The Independents of Keanu Reeves
To paraphrase Mel Brooks, it’s good to be "The One." As everyone who saw last year’s cutting-edge sci-fi smash hit The Matrix knows, Keanu Reeves plays a computer hacker who learns some really cool kung-fu moves and goes on to become The One, the savior of all mankind. That excellent adventure jump-started a Hollywood career that was sputtering: After becoming hunk-of-the-month in 1994 with Speed but before scoring in The Matrix, Reeves starred in a succession of disappointing films, including a lame attempt to duplicate the success of Speed (Chain Reaction) and a picturesque period romance (A Walk in the Clouds).
But that was before he discovered the reality of the Matrix. Currently riding the kind of prolonged wave his character Johnny Utah from Point Break would have really dug, Reeves is happenin’, man. Hollywood, with The Matrix 2 and 3 in the works, can’t get enough of him. But to his credit, Reeves, who turns 36 this month, doesn’t like taking the obvious route to fame or huge box-office grosses. After all, this is the high school dropout who not only turned down a plum role opposite Al Pacino and Robert De Niro in Heat to do Hamlet on a Winnipeg, Canada, stage, but also spurned the sequel to Speed, which would’ve been his biggest payday, to tour instead with his fledgling rock band, Dogstar. Reeves is also prone to working in assuredly nonblockbuster fare with such directors as Kenneth Branagh (Much Ado About Nothing) and Bernardo Bertolucci (Little Buddha).
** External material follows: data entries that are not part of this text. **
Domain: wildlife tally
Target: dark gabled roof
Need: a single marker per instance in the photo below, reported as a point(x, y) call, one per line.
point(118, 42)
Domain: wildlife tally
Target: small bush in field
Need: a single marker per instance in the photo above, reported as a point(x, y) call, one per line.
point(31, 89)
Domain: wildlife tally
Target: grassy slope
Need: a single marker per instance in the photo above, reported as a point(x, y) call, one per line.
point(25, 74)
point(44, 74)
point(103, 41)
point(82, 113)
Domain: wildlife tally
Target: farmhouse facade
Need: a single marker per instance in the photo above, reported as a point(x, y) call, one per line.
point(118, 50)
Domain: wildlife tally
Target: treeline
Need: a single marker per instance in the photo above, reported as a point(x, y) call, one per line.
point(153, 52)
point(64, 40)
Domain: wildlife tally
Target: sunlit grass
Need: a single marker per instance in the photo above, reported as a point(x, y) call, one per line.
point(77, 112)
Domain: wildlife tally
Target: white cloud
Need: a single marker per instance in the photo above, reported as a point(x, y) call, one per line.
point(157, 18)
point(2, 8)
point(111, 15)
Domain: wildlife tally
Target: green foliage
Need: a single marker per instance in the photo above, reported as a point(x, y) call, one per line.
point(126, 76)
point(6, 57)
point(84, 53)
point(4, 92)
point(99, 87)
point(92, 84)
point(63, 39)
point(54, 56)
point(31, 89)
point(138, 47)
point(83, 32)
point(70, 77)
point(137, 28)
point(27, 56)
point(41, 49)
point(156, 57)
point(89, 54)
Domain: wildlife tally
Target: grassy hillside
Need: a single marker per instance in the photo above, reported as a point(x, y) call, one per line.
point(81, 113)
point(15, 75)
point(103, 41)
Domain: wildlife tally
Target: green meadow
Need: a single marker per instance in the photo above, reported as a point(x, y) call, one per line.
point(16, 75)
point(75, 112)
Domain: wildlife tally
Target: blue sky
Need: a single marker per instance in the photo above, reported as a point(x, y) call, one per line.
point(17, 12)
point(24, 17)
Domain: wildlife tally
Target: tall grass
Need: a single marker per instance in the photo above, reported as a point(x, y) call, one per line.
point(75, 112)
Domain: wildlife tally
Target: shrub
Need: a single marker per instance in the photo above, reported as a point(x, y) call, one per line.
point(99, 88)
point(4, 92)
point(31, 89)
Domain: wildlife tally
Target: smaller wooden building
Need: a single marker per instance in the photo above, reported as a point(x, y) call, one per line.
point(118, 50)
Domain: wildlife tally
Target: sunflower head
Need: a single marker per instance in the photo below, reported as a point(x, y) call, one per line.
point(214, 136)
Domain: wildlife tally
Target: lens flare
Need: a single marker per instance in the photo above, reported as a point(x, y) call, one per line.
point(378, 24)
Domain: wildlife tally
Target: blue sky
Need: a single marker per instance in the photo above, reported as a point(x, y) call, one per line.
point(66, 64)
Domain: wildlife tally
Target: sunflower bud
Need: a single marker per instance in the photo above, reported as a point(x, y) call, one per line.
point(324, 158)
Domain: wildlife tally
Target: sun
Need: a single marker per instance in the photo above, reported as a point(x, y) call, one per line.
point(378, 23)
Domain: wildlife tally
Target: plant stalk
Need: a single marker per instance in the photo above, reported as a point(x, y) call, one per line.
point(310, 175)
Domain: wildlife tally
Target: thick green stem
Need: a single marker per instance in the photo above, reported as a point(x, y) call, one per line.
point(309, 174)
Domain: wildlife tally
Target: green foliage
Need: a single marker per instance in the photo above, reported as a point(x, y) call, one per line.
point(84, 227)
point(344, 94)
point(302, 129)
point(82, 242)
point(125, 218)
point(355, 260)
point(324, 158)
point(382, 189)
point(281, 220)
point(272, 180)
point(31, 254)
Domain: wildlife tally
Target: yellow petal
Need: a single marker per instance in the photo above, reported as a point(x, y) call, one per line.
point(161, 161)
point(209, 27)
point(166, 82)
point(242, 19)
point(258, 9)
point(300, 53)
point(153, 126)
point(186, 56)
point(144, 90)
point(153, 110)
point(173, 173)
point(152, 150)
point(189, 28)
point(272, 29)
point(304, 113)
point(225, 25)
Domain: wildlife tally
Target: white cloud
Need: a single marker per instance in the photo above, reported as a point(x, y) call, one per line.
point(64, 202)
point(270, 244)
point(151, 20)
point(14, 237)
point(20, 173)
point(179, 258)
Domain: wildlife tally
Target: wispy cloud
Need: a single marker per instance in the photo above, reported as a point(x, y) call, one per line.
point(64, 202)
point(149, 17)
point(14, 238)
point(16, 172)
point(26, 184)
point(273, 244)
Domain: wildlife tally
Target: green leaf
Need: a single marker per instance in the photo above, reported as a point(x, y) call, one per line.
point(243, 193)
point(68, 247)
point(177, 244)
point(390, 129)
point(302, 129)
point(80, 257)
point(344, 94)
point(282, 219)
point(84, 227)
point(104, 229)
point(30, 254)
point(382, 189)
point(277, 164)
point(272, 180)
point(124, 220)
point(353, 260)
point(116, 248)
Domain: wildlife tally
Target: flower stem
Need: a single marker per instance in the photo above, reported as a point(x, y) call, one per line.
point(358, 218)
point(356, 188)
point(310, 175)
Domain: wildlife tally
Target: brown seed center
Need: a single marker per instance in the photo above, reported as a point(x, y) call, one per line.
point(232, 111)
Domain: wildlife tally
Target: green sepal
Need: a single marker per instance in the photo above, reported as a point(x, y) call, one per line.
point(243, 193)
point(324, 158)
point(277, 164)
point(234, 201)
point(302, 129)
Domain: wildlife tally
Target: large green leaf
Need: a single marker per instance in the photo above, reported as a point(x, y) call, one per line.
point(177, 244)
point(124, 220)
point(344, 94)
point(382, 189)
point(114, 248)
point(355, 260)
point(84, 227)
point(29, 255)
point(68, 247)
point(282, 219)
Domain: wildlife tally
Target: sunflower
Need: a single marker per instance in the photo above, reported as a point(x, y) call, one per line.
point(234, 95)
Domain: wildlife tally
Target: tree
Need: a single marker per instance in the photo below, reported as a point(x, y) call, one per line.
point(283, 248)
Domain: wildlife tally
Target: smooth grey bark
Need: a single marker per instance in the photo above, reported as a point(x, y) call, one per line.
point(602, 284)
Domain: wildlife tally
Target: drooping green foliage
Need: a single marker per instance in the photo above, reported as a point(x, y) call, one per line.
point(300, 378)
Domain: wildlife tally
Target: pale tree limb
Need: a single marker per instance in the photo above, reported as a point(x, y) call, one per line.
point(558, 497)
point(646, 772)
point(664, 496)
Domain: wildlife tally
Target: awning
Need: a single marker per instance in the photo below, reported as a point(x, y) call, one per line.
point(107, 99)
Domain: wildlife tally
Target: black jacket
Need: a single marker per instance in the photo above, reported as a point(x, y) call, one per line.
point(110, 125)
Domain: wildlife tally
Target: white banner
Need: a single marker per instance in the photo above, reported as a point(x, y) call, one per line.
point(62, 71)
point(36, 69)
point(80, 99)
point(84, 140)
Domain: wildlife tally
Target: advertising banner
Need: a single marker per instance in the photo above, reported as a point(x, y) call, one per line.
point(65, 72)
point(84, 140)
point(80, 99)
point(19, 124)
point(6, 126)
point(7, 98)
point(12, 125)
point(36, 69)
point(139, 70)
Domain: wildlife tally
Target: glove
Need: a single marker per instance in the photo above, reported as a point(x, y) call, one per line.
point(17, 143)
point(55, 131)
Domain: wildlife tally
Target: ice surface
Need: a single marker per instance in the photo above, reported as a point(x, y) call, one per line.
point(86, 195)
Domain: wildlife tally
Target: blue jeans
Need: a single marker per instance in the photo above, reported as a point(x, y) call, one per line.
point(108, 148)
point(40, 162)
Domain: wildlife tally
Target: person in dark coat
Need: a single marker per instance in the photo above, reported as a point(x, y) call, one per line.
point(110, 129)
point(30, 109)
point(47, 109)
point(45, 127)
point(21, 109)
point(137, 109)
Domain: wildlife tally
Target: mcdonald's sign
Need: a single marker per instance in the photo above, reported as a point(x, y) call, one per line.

But perhaps Reeves’ biggest gamble to date comes this month when The Watcher opens. It’s another independent film, this time directed by an old buddy of Reeves’, Joe Charbanic. Reeves, who took a big pay cut to help his friend out, plays a serial killer—the actor’s first starring “bad guy” role—who matches wits with a former FBI agent played by James Spader. Though Reeves is playing against type in an indie flick, don’t expect The Watcher to be relegated to the art-house circuit; Universal snapped it up and will be releasing it, Hollywood-style, in thousands of theaters across the country.Yeah, dude, it’s good to be "The One."